At any rate, the Biston betularia story stands, next to the Grants’ work on medium ground finches in the Galápagos, as one of the best-understood instances of selection occurring in “real time.” (“Industrial melanism” is not limited to Biston betularia, by the way: around 70 species of Lepidoptera also showed similar changes.) Only one piece of the story was missing: the genetic basis of differences between light and dark forms. It was, as I have said, known to result from a single gene, with the dark “allele” being dominant, but the nature of that gene wasn’t known.
This week, however, a paper in Science by Arjen van’t Hoff et al. took a large step to identifying the “melanism” gene. The authors mapped this single genetic factor to a small chromosome region by crossing light and dark moths that differed by many genetic markers, and noticing which genetic markers were associated with wing color in subsequent generations. The “color gene” resided on a small section of chromosome homologous to chromosome 17 in Bombyx mori, the silkworm moth, whose genome has been mapped. The authors haven’t yet narrowed down this small region to one specific gene, for that is very hard to do, and there are no obvious “candidate genes” in that region that affect color.
What is most interesting, however, is that the genetic analysis of various color forms collected throughout the UK gave information about the evolutionary origin of the black form. It could have originated in two ways: either a single unique dark mutation, in a single carbonaria moth, could have spread throughout Britain, or there could have been multiple origins of the mutation (each, perhaps, kept at low frequency by natural selection against the dark color), all of which began to rise in concert when the environment changed.
Genetic studies showed that the first hypothesis was the most likely. All the carbonaria individuals carried a unique genetic signature around (not in) the “dark” gene, suggesting that that signature was the unique DNA of a single mutant individual that, because the DNA was physically close to the dark gene undergoing selection, “hitchhiked” to high frequency along with the dark allele itself. (Remember that nearby genes reside on a single stretch of DNA, so if one part of that DNA rises in frequency due to selection, it carries with it nearby regions as well. More distant regions, however, lose this association because of genetic recombination between DNA strands.) If the dark coloration in British moths had stemmed from several or many different dark mutations at an initially low frequency, you wouldn’t expect the “dark” region to have a unique genetic signature shared by all currently dark individuals.

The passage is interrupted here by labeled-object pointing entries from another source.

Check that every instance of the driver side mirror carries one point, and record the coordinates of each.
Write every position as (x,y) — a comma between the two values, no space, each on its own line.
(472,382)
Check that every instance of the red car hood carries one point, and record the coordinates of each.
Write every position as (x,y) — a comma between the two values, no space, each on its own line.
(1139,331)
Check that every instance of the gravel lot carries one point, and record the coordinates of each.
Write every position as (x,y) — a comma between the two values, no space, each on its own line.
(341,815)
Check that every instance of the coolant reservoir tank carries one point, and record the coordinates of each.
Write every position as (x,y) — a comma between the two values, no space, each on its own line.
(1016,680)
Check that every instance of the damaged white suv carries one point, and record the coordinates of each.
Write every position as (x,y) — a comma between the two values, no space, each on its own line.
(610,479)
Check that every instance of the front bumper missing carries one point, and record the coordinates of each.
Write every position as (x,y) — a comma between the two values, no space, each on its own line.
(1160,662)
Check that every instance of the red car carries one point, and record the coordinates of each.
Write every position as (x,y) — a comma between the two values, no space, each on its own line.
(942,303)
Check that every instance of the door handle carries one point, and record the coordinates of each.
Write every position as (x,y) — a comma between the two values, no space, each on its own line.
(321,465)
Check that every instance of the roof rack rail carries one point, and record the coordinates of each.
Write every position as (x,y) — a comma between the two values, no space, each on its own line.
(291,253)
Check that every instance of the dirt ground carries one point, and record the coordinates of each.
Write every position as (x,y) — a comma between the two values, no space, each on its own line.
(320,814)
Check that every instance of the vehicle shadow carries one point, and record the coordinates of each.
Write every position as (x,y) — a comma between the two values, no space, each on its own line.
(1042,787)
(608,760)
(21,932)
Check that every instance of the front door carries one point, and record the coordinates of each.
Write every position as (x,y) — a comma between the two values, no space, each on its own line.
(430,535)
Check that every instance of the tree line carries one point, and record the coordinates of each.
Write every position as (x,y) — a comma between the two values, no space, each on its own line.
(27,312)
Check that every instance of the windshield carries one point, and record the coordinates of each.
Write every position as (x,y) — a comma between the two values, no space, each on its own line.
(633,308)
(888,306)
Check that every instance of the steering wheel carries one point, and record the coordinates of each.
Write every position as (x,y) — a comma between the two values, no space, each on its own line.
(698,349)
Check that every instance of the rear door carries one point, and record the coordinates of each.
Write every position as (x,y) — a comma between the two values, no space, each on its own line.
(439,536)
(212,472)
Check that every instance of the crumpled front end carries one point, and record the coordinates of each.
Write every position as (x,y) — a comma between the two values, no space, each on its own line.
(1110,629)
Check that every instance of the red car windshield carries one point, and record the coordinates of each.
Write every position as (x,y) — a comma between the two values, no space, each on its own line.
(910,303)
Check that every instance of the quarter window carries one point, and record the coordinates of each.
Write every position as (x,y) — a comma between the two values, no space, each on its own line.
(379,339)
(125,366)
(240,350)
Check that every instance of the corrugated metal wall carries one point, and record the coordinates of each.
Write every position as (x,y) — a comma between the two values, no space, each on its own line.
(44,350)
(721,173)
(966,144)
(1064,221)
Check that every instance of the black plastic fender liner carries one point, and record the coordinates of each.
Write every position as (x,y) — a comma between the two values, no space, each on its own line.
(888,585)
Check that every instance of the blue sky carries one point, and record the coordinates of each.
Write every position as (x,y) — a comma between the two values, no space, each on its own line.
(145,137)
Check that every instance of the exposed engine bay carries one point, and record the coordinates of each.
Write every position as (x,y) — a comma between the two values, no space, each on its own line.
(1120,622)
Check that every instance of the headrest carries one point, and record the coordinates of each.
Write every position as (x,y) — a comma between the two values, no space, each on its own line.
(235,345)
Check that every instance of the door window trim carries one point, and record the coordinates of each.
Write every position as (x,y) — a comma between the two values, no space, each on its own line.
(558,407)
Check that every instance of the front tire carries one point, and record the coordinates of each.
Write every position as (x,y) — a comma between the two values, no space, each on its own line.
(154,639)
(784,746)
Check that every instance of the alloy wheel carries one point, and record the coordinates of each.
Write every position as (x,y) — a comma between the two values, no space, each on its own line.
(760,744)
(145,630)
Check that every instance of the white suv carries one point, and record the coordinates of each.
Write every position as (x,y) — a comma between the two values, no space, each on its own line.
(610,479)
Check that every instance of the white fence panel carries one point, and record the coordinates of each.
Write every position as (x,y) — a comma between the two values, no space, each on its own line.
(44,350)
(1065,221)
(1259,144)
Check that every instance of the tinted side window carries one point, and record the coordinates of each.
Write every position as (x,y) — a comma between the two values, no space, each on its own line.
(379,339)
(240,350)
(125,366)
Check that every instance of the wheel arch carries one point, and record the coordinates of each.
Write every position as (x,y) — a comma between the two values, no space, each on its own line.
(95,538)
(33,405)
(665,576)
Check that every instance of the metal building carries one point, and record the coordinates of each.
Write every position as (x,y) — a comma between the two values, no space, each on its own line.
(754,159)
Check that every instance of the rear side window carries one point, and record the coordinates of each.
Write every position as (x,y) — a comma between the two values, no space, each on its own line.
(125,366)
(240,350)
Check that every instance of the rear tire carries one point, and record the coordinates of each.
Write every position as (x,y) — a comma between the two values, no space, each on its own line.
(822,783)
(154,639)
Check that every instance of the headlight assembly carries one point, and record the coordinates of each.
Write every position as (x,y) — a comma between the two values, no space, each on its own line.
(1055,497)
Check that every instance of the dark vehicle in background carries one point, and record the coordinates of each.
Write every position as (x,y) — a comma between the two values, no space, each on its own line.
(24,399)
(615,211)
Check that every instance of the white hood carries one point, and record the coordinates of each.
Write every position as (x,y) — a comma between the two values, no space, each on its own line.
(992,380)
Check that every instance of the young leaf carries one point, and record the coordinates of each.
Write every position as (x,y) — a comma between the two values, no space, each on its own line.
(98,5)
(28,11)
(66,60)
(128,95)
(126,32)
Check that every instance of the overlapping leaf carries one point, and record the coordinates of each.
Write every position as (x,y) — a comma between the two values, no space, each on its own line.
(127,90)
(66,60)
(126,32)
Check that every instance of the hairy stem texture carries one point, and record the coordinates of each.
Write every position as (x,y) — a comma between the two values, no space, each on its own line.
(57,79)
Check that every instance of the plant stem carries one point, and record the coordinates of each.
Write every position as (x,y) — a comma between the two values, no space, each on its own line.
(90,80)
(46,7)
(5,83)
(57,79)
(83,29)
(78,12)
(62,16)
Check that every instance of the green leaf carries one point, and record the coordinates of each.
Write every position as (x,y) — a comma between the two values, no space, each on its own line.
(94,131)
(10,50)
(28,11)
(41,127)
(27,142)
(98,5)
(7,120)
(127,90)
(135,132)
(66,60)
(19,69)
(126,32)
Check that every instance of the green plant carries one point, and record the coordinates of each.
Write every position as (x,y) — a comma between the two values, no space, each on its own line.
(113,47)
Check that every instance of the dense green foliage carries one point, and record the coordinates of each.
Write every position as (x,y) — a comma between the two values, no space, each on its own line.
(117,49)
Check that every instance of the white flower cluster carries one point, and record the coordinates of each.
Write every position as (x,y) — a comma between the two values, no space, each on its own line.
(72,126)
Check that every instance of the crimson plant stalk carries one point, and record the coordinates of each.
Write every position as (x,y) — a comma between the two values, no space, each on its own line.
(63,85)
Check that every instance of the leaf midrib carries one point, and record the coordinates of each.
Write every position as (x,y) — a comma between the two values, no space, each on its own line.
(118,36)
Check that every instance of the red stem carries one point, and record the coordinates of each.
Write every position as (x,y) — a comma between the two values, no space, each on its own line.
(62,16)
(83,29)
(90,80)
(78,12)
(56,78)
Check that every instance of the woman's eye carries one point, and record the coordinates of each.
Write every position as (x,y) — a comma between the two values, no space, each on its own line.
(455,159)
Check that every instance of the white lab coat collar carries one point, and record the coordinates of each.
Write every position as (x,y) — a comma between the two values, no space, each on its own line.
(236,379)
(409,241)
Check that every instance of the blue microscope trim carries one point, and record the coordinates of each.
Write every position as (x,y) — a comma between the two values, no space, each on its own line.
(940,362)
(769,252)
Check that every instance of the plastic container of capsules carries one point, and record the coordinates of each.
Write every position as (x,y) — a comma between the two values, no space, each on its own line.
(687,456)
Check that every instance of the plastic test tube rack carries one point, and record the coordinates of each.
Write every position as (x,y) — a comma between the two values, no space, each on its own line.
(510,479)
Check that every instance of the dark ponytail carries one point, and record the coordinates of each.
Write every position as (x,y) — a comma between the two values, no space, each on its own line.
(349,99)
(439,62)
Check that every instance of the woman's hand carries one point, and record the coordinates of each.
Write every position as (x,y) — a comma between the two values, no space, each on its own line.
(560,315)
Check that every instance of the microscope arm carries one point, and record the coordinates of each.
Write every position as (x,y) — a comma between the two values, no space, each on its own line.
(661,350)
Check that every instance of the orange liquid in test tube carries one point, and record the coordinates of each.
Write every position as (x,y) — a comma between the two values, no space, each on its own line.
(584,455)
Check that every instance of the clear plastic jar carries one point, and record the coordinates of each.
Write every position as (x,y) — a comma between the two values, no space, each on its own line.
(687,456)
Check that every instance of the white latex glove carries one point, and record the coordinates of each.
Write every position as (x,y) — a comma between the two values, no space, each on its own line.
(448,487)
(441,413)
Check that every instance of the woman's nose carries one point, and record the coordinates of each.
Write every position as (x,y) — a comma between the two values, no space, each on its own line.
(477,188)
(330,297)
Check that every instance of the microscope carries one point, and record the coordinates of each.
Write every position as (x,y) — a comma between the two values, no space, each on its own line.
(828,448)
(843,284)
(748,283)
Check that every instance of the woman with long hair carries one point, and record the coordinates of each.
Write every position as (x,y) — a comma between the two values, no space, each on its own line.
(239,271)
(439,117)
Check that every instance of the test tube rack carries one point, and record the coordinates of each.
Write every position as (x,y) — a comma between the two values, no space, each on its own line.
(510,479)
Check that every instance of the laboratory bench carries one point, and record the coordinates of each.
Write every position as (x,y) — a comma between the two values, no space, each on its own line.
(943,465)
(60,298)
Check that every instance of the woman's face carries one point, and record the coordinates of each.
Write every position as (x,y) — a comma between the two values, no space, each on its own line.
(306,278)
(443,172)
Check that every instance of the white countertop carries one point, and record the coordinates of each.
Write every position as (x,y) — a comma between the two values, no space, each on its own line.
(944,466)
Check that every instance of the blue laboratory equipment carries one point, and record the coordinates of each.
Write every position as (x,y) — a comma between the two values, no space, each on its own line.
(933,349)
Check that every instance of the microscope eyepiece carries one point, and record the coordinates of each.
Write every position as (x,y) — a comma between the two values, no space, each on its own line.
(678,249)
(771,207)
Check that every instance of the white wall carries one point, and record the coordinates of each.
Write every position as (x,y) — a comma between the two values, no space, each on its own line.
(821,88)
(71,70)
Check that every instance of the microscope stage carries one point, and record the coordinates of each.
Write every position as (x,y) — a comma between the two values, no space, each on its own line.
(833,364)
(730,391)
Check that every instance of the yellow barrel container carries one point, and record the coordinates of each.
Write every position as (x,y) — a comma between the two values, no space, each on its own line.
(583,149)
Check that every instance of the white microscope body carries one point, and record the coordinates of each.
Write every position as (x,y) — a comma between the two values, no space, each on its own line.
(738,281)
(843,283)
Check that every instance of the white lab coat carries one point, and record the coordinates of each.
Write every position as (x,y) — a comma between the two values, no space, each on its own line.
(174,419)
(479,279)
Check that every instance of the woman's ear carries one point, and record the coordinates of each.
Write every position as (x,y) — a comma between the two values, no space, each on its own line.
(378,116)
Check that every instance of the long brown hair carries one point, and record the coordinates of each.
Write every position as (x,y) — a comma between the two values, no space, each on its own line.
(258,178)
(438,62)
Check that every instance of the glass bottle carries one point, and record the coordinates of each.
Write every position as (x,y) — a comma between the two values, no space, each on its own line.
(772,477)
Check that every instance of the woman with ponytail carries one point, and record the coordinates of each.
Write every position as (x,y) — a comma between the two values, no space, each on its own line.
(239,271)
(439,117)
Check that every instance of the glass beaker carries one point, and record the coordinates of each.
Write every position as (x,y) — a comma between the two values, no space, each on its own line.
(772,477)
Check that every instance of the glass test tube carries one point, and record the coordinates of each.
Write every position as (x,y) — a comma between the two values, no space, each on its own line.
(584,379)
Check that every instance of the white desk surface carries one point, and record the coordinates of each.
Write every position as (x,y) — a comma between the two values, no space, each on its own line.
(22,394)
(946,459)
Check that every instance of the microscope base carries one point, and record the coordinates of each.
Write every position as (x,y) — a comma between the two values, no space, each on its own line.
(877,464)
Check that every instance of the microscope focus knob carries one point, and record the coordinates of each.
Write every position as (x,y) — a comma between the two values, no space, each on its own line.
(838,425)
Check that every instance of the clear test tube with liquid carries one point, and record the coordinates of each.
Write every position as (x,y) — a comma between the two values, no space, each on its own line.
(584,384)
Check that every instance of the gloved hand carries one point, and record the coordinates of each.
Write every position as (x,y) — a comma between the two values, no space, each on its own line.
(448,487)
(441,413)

So this settles one aspect of the melanism story. The rest of the story will follow soon: the identification of the precise gene distinguishing light and dark forms, and the sequencing of that gene to determine if the color difference is due to a “structural” difference residing in a protein, or to a “regulatory” difference affecting whether or how a protein is expressed. But this molecular-genetic work is just icing on the cake, for regardless of the precise genetic basis of the color difference, the broad outlines of the story—and the validity of B. betularia as a case of natural selection in “real time”—are clear.
A.E. van’t Hof, N. Edmonds, M. Dalíková, F. Marec, and I. J Saccheri. 2011. Industrial melanism in British peppered moths has a singular and recent mutational origin,” Science 332:958-960.